Alwaght- Syria has written to the United Nations complaining about ongoing military operation by Turkey on its territory.
“The Ministry added that Syria strongly rejects all attempts of Turkish regime to rely on UNSC resolutions no. 1373, 1624, 1170 and 1178 as no resolutions of these give the member states the right to harm the sovereignty of other states and launch military operations on their territories under the pretext of counterterrorism,” Syria’s official news agency SANA reported.
“The Syrian Arab Republic stresses that the presence of any foreign military operations on its territories without its overt approval is an assault and occupation, which will be dealt with on that basis,” it continued to say, adding that the Turkish military operation on Syria constitutes a violation of the UN Charter.
“The Syrian Arab Republic urges the UNSC not to allow to any state to use force in a way that contradicts with the international law or to depend on the charter to justify its aggressive atrocities as it also urges the Council not to make the Charter a method by the hands of such states to explain it in accordance to their narrow interests that contradict with the context and core of the Charter, noting that the Representatives of the United States, Britain and France, who claimed to cry over Syrian civilians before, did not speak a word about Turkish atrocities in Afrin,” the letter concluded
Over the past days, the Kurds have been facing Turkey's so-called Operation Olive Branch, which was by Ankara in a bid to eliminate the US-backed Kurdish YPG militants, which Ankara views as a terror organization and the Syrian branch of the outlawed Kurdish Workers Party (PKK).

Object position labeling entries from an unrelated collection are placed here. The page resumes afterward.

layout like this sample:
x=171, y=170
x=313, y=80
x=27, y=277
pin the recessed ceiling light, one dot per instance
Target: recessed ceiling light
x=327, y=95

The latter has been fighting for an autonomous region inside Turkey since 1984.
Syria has on several occasions condemned the Turkish aggression against its territory and vowed to respond with appropriate action.
The Kurds in northern Syria have been trying over the past years to hive off their administrative affairs from the central government by trying to assume autonomous powers.
The latest statement is viewed as a step back by the Kurdish militants from attempts to establish a state in Syria’s northern regions which they captured from ISIS terrorists a few months ago and refused to hand over to the central government.